The economic costs of the culture war might be insignificant in the broader scheme of things, but arbitrary rule changes and whimsical bans now dominate the news and send the wrong message to foreign investors. The first of two glaring examples of the arbitrariness was the retroactive tax on foreign companies, which led to howls of protest from investors about ‘tax terrorism’. The government retreated and put the issue before a committee for review. The second was the botched plan to block porn sites on the Internet. The foolhardy short-lived attempt at defying the Constitution by blocking alleged porn underscored the erratic policy-making style of the government.

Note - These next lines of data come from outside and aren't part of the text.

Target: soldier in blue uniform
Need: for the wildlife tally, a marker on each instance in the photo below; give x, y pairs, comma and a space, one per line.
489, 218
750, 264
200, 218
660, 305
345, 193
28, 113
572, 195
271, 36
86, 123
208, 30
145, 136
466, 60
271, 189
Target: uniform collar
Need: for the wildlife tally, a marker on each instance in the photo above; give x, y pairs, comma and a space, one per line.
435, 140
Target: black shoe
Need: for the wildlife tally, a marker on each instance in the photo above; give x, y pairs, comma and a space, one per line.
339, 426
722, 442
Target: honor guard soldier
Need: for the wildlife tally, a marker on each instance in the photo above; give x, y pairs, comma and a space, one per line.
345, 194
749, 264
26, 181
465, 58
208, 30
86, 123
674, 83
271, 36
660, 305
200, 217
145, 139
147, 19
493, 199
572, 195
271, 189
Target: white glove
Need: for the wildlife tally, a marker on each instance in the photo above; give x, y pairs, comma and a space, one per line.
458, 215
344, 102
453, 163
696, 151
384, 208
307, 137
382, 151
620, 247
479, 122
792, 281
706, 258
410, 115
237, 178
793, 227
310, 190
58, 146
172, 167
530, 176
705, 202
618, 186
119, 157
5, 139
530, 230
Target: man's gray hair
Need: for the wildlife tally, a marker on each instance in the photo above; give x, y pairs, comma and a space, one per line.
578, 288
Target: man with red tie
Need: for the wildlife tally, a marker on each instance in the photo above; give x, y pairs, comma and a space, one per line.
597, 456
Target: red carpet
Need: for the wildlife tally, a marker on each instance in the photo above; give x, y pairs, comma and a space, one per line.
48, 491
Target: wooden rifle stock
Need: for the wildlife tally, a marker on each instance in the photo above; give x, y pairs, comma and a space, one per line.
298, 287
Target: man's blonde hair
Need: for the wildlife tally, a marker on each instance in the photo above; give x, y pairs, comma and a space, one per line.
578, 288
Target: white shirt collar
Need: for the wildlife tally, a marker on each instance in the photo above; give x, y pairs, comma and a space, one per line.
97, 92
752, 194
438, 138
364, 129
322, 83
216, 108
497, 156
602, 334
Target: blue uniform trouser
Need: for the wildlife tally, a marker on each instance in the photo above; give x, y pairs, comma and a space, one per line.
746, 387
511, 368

The latest round of the culture war, banning meat, especially beef, aimed essentially at hurting the mainly Muslim communities that work in slaughterhouses and are also traditionally major consumers of meat, has taken the whimsical abuse of state power to a new level. Different BJP-run state governments banned the sale of meat for varying numbers of days during the period of a Jain fast. The argument was that Jains are offended by the sight of animals being slaughtered, and meat sale bans would help avoid offending their sensibilities. Different BJP-ruled states came up with different decisions. For instance, the ban in Mumbai covered the slaughter of buffaloes, goats and hogs, but excluded fish and poultry. The Maharashtra government permitted consumption of fish on the specious grounds that “it is already dead when it is taken out of water.” The argument implies that a life is not taken, and therefore this is acceptable to Jains, who might otherwise suffer emotional damage by witnessing animal slaughter during their holy period.
Amused and irritated Twitter users came up with a new hashtag: #banistan. The proliferation of religion-inspired bans, and the arbitrariness with which they are implemented, are creating an image of India akin to the authoritarian theocracies of West Asia. This is clearly not an image that aligns with the Modi government’s slickly-packaged appeal to multinational CEOs to join the ‘Make in India’ campaign.
Modern India demands tolerance, openness and regulatory stability, not comically half-baked restrictions targeting minority communities.
The author is consulting editor of YaleGlobal Online, published by the MacMillan Center, Yale University.